Vin Santo, o vinho de sobremesa que resume a paisagem, as pessoas e a filosofia da tradição consagrada pelo tempo.

Um vinho de sobremesa, um nome, muitas lendas

Inevitavelmente tende-se a atribuir características sagradas ao vinho doce, quando se ouve o nome Vin Santo. E isto não é totalmente inesperado, porque, segundo a lenda, um monge franciscano usou de Vin Santo para aliviar a dor e o sofrimento dos enfermos. Não bastasse isto, o vinho se mostrou ideal para eventos religiosos, pois o bom prazo de validade de uma garrafa aberta revelou-se prático quando o vinho era necessário apenas para ocasiões cerimoniais.

Outra origem para o nome do vinho doce italiano foi encontrada cerca de um século depois. No inverno de 1439, foi realizado um concílio em Firenze para tentar unificar a Igreja Católica e a Igreja Ortodoxa e, durante o concílio, realizaram-se vários banquetes. Um deles foi organizado no final do processo como sinal de que se havia chegado a um entendimento, quando foi servido um delicioso vinho local feito com uvas brancas secas, que nessa época se chamava “vin pretto”.

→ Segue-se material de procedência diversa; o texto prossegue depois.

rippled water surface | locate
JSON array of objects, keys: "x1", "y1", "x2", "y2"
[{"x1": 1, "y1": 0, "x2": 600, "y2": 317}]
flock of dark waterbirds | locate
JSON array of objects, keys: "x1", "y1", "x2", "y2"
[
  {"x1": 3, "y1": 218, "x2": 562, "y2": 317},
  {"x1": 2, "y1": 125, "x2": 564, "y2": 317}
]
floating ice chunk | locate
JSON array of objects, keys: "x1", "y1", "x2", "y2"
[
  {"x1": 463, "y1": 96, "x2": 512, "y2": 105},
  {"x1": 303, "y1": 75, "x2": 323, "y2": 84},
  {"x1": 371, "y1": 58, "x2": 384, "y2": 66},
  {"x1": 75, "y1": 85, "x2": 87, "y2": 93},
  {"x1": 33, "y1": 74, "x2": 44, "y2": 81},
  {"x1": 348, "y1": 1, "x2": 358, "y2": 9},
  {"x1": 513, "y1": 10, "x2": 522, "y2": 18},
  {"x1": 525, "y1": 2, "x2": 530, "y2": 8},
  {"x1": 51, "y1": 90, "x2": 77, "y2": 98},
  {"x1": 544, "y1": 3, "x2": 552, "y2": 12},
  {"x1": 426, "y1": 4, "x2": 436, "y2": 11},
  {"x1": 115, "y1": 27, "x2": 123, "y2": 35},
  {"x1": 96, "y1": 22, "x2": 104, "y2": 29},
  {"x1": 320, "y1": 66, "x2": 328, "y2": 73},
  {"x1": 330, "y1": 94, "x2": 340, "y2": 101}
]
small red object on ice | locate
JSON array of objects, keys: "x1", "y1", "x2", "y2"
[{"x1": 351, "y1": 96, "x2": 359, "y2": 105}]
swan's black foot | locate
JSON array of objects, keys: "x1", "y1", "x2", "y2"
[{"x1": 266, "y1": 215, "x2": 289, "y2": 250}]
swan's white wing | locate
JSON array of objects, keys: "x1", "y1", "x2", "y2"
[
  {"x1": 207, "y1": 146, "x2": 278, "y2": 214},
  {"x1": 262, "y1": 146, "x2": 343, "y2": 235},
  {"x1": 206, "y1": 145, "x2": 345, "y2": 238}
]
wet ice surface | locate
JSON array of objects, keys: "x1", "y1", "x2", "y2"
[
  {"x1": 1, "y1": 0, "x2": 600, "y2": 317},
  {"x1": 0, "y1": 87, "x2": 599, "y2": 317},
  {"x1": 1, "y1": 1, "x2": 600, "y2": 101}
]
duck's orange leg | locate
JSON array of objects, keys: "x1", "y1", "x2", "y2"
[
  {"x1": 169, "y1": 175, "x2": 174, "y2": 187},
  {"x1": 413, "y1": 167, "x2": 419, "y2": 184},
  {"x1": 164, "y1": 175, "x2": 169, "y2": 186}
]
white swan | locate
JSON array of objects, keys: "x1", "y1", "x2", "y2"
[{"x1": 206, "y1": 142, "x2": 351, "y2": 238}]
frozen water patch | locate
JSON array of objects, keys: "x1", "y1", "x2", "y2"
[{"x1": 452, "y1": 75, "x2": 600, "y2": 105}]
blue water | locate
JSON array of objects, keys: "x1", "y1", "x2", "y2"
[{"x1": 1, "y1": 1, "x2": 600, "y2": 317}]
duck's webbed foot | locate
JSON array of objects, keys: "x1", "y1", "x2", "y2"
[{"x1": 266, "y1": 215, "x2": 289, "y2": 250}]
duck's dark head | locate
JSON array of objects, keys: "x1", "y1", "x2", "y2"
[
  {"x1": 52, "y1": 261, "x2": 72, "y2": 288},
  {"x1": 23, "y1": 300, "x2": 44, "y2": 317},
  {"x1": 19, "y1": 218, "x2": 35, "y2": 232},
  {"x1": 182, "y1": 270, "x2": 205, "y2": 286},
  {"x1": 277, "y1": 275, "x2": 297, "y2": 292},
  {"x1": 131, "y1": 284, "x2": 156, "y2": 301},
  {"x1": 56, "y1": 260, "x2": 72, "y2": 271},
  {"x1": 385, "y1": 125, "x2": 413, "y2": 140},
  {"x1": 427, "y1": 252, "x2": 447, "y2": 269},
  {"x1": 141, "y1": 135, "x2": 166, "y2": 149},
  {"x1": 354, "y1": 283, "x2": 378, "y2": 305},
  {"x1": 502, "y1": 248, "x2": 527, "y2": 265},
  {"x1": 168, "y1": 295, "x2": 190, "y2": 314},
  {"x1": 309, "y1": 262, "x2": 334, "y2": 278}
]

Quando o grande e imponente Basilius Bessarion, cardeal católico romano e patriarca latino de Constantinopla, levou o vinho aos lábios exclamou: “é vinho de Xanthos!”, fazendo alusão à conhecida ilha grega ou literalmente “louro” como certos vinhos de uvas passas. A palavra foi aparentemente mal compreendida e desde então o nome “Vin Santo” permaneceu.

Historiadores também suspeitam de uma ligação do termo com as Cruzadas, uma vez que, cavaleiros que provaram um vinho doce na ilha de Santorini, na travessia para a Terra Santa, descobriram um vinho semelhante na Toscana, na viagem de volta para casa, e o compararam com o vinho da ilha mediterrânea. 

Todas as lendas são plausíveis e nenhuma foi comprovada até o momento, no entanto, Vin Santo tem o mesmo sabor do passado no presente – é simplesmente celestial.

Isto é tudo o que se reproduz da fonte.